Infrastructure as Code (IaC)
First-class developer experience
The deployment workflow at Weights exemplifies modern DevOps practices without the overhead:
CI/CD pipeline
Code push → GitHub repository
Northflank build trigger analysis
Automated environment variable configuration
Docker build with optimized cache layers
Artifact registry push
Health check validation
Zero-downtime deployment
"The entire setup for launching a new service is probably five minutes. You point it to the Dockerfile, set the build rules and environment variables, click save, and then just don't think about it again."
There's more
As their platform evolved, Weights leveraged Northflank's ecosystem for additional capabilities:
Development workflow integration
TypeScript client for API automation
Template-based resource provisioning
Automated health checks and rollbacks
Cross-cluster resource orchestration
Integrated metrics and alerting
Operational tooling
Native job scheduling for 30-35 cron jobs
Datadog log aggregation and analysis
Redis deployment for acquired products
Custom node pool management
Cross-cloud resource balancing
The results (💸)
The cost benefits came in multiple forms.
1. Cloud flexibility
"Moving from Azure to GCP would typically be a massive migration—something you'd debate if it's worth 4-6 weeks of engineer time. With Northflank, it was an afternoon. We could one-click redeploy all our jobs and instantly leverage new cloud credits."
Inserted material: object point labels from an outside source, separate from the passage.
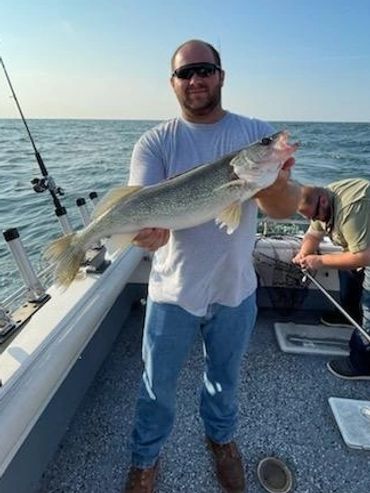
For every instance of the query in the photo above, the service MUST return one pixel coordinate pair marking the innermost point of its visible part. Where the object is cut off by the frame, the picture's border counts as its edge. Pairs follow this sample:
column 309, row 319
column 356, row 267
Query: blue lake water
column 93, row 155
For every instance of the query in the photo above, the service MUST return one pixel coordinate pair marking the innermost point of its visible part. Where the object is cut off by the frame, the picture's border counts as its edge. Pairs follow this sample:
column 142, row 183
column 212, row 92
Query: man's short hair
column 216, row 54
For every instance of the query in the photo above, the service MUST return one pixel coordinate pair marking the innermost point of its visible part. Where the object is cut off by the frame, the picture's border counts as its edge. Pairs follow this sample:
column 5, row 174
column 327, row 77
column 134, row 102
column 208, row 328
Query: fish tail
column 68, row 255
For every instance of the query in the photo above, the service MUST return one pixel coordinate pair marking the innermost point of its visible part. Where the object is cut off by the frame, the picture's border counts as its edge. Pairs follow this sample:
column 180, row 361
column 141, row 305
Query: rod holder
column 81, row 204
column 35, row 290
column 7, row 324
column 94, row 198
column 61, row 214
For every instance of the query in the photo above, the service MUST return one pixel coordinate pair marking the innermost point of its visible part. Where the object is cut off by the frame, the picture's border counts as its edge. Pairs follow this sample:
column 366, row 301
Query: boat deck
column 284, row 412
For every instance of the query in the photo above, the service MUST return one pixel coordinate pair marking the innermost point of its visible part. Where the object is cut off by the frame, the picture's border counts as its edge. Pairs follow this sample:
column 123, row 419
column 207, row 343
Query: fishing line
column 47, row 182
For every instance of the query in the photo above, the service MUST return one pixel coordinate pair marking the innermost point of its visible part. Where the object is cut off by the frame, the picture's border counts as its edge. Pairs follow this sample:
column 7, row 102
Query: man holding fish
column 202, row 277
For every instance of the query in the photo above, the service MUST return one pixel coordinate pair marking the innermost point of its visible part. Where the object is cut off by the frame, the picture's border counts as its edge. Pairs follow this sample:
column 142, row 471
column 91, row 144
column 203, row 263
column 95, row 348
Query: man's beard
column 208, row 105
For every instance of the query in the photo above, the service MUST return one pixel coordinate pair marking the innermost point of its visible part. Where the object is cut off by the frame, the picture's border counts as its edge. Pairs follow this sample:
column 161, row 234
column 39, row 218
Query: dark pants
column 350, row 282
column 359, row 345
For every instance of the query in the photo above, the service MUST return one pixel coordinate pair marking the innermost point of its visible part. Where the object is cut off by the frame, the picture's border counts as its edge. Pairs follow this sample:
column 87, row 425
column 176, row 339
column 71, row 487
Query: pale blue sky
column 284, row 59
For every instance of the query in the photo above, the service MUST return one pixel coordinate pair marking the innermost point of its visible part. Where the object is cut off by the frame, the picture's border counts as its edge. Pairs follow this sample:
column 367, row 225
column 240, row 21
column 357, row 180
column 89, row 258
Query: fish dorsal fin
column 230, row 217
column 231, row 185
column 241, row 160
column 113, row 197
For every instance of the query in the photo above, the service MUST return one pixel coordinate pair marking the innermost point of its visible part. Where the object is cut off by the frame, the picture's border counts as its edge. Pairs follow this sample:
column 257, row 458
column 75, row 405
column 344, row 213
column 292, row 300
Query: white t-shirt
column 201, row 265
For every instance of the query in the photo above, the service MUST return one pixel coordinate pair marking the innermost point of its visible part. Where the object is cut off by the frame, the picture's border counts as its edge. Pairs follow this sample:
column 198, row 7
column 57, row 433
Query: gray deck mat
column 312, row 339
column 284, row 412
column 353, row 419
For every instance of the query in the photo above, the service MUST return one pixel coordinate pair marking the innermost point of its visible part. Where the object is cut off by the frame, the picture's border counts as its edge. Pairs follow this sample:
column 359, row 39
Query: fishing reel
column 46, row 183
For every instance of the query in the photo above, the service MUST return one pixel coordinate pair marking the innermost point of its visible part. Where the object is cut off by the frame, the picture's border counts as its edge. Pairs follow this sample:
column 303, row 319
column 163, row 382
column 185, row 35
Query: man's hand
column 151, row 238
column 311, row 262
column 280, row 200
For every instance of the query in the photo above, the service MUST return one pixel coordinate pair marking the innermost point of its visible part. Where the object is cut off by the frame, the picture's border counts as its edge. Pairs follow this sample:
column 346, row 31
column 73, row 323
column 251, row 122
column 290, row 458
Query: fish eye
column 266, row 141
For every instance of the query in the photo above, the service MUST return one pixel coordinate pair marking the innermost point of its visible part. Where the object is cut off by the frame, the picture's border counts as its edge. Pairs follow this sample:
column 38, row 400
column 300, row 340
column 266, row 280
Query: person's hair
column 212, row 48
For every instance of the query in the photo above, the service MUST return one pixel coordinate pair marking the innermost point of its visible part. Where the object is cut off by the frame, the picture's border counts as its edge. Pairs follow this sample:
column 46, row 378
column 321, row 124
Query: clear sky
column 284, row 59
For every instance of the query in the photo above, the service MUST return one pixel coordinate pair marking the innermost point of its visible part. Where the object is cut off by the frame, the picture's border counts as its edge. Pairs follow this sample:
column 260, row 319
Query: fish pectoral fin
column 231, row 185
column 119, row 241
column 230, row 217
column 112, row 198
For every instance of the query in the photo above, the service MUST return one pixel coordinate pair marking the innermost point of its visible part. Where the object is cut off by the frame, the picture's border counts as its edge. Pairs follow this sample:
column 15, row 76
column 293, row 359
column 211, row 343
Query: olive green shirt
column 350, row 224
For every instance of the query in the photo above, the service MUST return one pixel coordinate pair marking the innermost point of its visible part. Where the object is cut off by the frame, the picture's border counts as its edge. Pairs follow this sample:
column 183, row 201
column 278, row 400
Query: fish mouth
column 282, row 144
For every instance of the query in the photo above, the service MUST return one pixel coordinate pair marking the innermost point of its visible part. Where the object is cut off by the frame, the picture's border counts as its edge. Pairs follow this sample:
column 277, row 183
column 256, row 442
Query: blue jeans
column 169, row 333
column 359, row 346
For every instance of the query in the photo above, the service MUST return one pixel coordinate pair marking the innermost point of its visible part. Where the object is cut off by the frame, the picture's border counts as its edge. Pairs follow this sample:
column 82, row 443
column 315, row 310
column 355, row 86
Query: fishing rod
column 47, row 182
column 337, row 305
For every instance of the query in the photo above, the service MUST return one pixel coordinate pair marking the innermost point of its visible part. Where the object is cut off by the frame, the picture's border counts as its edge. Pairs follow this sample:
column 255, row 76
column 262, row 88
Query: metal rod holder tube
column 35, row 289
column 94, row 198
column 81, row 204
column 61, row 214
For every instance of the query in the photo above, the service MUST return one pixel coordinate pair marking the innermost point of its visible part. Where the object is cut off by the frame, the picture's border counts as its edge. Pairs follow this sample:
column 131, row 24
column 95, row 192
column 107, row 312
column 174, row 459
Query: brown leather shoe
column 229, row 466
column 141, row 480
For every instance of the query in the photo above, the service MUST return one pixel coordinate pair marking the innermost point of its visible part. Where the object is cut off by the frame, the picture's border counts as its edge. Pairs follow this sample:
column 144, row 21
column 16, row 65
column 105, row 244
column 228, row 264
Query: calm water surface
column 93, row 155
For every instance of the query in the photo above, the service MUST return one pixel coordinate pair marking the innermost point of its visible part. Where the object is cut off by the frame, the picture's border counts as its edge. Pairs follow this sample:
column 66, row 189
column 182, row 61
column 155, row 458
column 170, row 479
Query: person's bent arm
column 345, row 260
column 146, row 169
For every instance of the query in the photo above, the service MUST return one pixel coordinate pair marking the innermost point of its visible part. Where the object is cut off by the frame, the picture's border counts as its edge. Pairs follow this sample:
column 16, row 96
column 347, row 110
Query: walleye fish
column 210, row 191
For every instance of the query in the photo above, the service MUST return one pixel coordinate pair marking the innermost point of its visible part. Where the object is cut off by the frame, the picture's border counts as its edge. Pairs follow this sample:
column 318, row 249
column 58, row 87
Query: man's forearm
column 280, row 200
column 346, row 260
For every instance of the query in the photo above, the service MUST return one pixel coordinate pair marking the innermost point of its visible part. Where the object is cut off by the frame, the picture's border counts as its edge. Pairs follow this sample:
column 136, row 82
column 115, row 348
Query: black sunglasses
column 202, row 70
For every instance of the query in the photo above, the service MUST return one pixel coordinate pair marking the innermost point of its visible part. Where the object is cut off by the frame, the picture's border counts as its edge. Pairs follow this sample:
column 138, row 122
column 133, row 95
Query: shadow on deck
column 284, row 411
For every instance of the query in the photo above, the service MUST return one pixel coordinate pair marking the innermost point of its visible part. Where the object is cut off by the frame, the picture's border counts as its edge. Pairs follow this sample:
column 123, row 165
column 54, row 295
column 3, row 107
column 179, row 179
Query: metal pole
column 81, row 204
column 336, row 304
column 61, row 214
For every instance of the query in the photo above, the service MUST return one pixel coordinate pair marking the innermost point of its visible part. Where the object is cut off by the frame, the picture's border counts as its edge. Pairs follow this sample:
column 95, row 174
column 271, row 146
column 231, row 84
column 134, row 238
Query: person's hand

2. Spot instance optimization
Weights wrote their workloads to be interruptible and self-healing, then let Northflank handle the orchestration. This gave them a significant cost advantage through spot pricing.
3. Performance optimizations
A multi-read-write cache layer implemented through Northflank cut their model loading time from 7 minutes to 55 seconds—crucial savings when you're paying by the minute for GPUs.
4. Team size
"If we didn't have Northflank managing everything, just keeping track of the Kubernetes clusters, setting up registries, actually running all of it—I think it's three to five people at this point," JonLuca estimates.
Looking forward 🫡
"When you're a small seed-stage startup, the founder's time is invaluable. Any time spent fiddling with builds and DevOps pipelines is not spent building your product or finding product-market fit."
As they continue to scale, Weights is exploring advanced features like:
Automated spot market arbitrage across clouds
Enhanced cost optimization through usage analytics
Advanced performance monitoring and optimization
Cross-cluster resource sharing and balancing
Automated workload distribution based on regional demand
Focus on workloads, not infrastructure
"Speed is everything," JonLuca advises other startups.
"Now that something like Northflank exists, there's no reason not to use it. It'll let you move faster, figure out what your company is doing, save you money, and save you time."
For Weights, this meant transforming from a local AI app to serving millions of users across nine clusters—all while maintaining a lean, product-focused team.
That's the result of having infrastructure that WORKS.